Everyone has a few bad habits. These poor habits can be a significant drain on health and on quality of life. I think it's worth touching on one of mine as a follow-up to my previous post.

I get way too much screen time. I spend way too much time on my phone, computer, or watching TV. I'm on a primary care pediatrics rotation where I frequently talk about appropriate screen time for children (< 1 hr per day) and I can't help but feel like a huge hypocrite. The last time I got less than an hour of screen time in a day way probably back when I was a teenager and was camping out in the middle of a lake miles from any electronics.

Screens have become part of life for most people, so I'm hardly unique here, but my average day is probably about 75% screen time, if not more. It's a problem and one I'm definitely going to have trouble breaking. Realistically, I'm never going to be completely screen-free. I use screens for work, for school, for studying. It'd be impossible to function without screens in those situations.

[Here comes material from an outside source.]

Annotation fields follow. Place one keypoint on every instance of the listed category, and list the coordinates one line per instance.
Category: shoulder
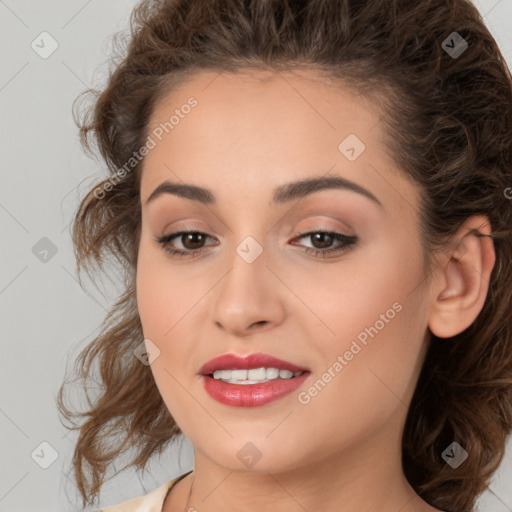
(150, 502)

However, there's a number of ways I can and should be cutting back on my screen time. First is with TV. I watch too much of it. I watch it reflexively. Don't even care if there's nothing on I want to watch, the TV is often there as background noise. We don't pay for cable either, so it's all Netflix or other streaming, not even something like the weather network or news.

Second is in keeping up with the world. The internet is great for getting news and discussing current topics, but it's also unbounded in these regards. There's always another viewpoint, another topic, another article that can be read. And I binge on this stuff. I don't think I'll ever stop this obsession with how the world works - it's part of why I went into medicine - but I would like to take some of these activities off-line. Once residency starts and I have actual money to spend, rather than a line of credit to increase, I'd like to start getting some print media sources. You know, actually pay for the information I get. If I can't break my information addiction, I can at least save myself some eyestrain while satisfying it.

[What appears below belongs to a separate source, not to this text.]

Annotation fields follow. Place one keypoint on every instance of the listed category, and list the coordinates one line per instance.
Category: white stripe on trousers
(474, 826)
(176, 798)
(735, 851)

Last and certainly not least - gaming. I like video games. And I have a history of video game compulsion if not outright addiction. I've probably spent about 10% of my total life - including time spent sleeping - playing one video game or another. My Steam collection has me at about 100 days of total playtime, which isn't too bad on its own, but neglects almost all of my major time-sinks. With certain games, I can waste an entire day without even realizing it. In the past, I've wasted far more than a day without realizing it. Sometimes days like this are benign or even helpful - a day off every once in a while is hardly a bad thing! But when it happens too often, happens when I really can't afford a day off, or happens without being planned, it just leads to more stress. Gaming is basically a hobby, and I need to be treating it like one, with regular, scheduled, and non-intrusive times set aside for it.

Getting more exercise and eating better were hard changes to make, but I think I've made a good start down that path. Cutting down on screen-time is going to be much, much more difficult.